23 October 2007A frontrunner on the track and in the fashion stakes, Janeth Jepkosgei is not content to be ordinary. And now she is planning to go where no Kenyan woman has been before.
As remarkable as it may seem, given the prominent role played by the country’s female distance runners since the early 1990s, Kenya is still awaiting its first women’s Olympic champion in athletics. But the overdue gold medal entry into Kenyan Olympic history should be achieved next year if Jepkosgei can carry her 2007 form at 800m through to Beijing.
Having become the first Kenyan woman to win a global title at a distance below 10,000m, with her victory in Osaka in August, Jepkosgei is considering trying to do a Kelly Holmes. At the 2004 Athens Olympics, Holmes delivered an 800/1500m double for Great Britain and, asked whether she might try to follow suit in Beijing, Jepkosgei said: “There is a possibility”.
It is, though, a slim possibility. While Jepkosgei added that it would depend on whether she could make a better job of the 1500m during the early season than she did this year, Federico Rosa, her manager, indicated that it was unlikely.
“I think we may start to try 1500m seriously in 2009,” Rosa said. “I think 2008 is too important. Maybe for London (2012) she will try to double. She will try some 1500s next year for sure but it is better to get a big medal in 800 then see.” No Kenyan woman has won an Olympic medal of any colour at either 800 or 1500m.
“The 1500 is normally the second part of the championships (as it is in Beijing) so she may try, but I think right now that it is a bit risky,” Rosa added. “She will try some 1500s but not focus on both races for the Olympic Games.”
After modest start, 2007 ended with dominance
In an experimental 1500m in Doha in May, Jepkosgei finished 8th in an unflattering 4:14.70. She proved, on that occasion, to be a world-beating athlete in disguise as she ran the two fastest 800m races of the year at the World Championships, won both her post-Osaka Golden League races, in Zurich and Berlin, and set a championship record 1:57.87 at the World Athletics Final in Stuttgart.
In both the semi-finals (1:56.17) and the final (1:56.04), Jepkosgei ran from the front and such tactics have become her trademark. Asked if the way she ran worried him, Rosa smiled and said: “At the semi-finals of the World Championships, yes. Now, not any more.”

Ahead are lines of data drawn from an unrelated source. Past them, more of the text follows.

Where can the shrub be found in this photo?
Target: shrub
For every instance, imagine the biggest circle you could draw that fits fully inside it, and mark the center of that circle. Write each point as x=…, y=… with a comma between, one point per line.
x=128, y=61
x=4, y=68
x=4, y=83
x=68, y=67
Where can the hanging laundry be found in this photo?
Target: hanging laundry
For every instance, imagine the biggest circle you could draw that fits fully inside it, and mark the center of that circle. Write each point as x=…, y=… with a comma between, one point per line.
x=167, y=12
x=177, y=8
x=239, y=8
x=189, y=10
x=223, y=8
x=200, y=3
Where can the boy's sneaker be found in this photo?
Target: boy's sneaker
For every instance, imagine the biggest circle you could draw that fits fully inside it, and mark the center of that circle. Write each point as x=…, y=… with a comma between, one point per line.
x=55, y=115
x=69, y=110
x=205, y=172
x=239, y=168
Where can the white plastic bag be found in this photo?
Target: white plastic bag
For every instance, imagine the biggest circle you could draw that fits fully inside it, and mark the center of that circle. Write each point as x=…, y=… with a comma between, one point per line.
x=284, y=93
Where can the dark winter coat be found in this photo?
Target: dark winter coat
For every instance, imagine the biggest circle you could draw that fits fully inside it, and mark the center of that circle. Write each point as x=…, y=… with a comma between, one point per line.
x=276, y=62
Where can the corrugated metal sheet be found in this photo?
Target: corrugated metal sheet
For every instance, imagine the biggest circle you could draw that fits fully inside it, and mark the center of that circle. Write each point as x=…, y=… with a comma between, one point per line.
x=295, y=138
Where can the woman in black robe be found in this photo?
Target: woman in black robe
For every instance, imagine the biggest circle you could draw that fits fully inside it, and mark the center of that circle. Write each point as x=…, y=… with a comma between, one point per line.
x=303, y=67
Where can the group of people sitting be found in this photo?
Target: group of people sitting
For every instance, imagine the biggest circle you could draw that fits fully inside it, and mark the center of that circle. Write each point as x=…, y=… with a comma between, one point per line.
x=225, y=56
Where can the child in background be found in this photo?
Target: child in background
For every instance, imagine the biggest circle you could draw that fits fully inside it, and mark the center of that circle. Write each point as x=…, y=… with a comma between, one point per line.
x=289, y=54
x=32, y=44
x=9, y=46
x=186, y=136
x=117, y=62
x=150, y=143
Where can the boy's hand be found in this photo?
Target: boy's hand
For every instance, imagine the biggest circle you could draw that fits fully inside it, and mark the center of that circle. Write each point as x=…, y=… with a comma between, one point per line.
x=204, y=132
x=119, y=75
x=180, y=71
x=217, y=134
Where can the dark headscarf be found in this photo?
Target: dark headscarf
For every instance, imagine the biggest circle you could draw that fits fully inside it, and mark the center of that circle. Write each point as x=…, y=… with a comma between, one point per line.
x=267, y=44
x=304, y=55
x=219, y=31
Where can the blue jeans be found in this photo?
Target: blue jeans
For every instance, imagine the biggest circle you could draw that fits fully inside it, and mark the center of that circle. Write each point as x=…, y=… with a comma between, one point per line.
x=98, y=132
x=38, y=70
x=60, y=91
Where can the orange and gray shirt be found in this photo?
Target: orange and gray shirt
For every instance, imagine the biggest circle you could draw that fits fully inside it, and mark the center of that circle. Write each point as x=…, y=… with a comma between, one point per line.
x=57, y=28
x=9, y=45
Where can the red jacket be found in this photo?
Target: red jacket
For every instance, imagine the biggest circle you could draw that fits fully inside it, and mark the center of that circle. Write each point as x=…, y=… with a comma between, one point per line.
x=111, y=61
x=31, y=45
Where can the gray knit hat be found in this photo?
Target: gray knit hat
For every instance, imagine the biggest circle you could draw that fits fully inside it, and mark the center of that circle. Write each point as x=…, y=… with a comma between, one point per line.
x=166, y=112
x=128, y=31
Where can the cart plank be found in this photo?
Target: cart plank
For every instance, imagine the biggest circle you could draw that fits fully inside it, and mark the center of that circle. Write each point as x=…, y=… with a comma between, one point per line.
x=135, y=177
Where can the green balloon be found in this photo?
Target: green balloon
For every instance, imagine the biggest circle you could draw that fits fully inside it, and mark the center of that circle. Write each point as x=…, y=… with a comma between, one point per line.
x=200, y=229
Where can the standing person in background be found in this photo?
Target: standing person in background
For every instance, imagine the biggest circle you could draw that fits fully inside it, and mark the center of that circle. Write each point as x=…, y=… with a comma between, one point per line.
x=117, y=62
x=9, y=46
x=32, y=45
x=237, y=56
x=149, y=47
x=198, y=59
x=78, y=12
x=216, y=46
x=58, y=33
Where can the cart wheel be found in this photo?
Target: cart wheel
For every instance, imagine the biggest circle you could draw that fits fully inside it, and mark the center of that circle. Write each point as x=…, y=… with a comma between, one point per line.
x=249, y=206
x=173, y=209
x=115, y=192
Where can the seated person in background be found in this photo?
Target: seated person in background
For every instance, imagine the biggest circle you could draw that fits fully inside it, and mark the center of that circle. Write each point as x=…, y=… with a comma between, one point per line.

Asked to sum up her summer, Jepkosgei said: “My season went the way I planned it. In the early season, I was not really in good shape but the plan was to be in shape for Osaka and our programme worked.” She added that she was not planning to run in the IAAF World Indoor Championships, in Valencia, next March.
Even in those brief moments when Jepkosgei is with the pack on the track, she is easily picked out by the red in her hair. It seems that training in Italy from April until September, as she has for seven years, has left her with a developed sense of fashion.
“She loves Italy,” Rosa said. “Her boyfriend and coach (Claudio Berradeli) is from Italy. Everybody likes her, she is a very nice person – very easygoing, never a problem. She likes to dress nicely always, likes to go to the shops. She is a really nice woman all the way.”
Adding that Jepkosgei is the “leader of a new group” of Kenyan woman who are keen to be seen as fashionable, Rosa said that an injection of glamour was good for their image. “It’s a new way (with the Kenyan women athletes),” he added. But above all is Jepkosgei’s dedication to training.
“She is very professional, very tough,” Rosa said. “Training, massage, exercise – it is not common in many athletes, whether they are Kenyan, European or whatever, to be so dedicated and so professional every day.”
From 400m Hurdles to 800m by accident
Jepkosgei was an accidental 800m when she took to the event eight years ago. As a schoolgirl in Kenya she reached provincial finals in the 400m Hurdles, High Jump and Long Jump and was National Schools Heptathlon champion. But, when she learned there was no 400m Hurdles at the national trials for the 1999 World Youth Championships, she opted for the 800m.
Qualifying in second place, Jepkosgei went to the World Youths in Bydgoszcz, Poland, but failed to reach the final. She was still mainly a hurdler in 2000, winning 400m Hurdles gold and 800m silver at the East Africa Youth Championships. But, after taking the African Junior 800m title in 2001, she was sent to the Kip Keino High Performance Training Centre, in Eldoret, where she was coached by Paul Ereng, the 1988 Olympic 800m champion.
In 2002 Jepkosgei won the World Junior title and she made her senior breakthrough in 2006 when she defeated Maria Mutola to win the Commonwealth Games title in Melbourne. Recalling the part that Ereng played in igniting her career, Jepkosgei said: “I was inspired by Paul Ereng. He gave me motivation and what he said is happening.”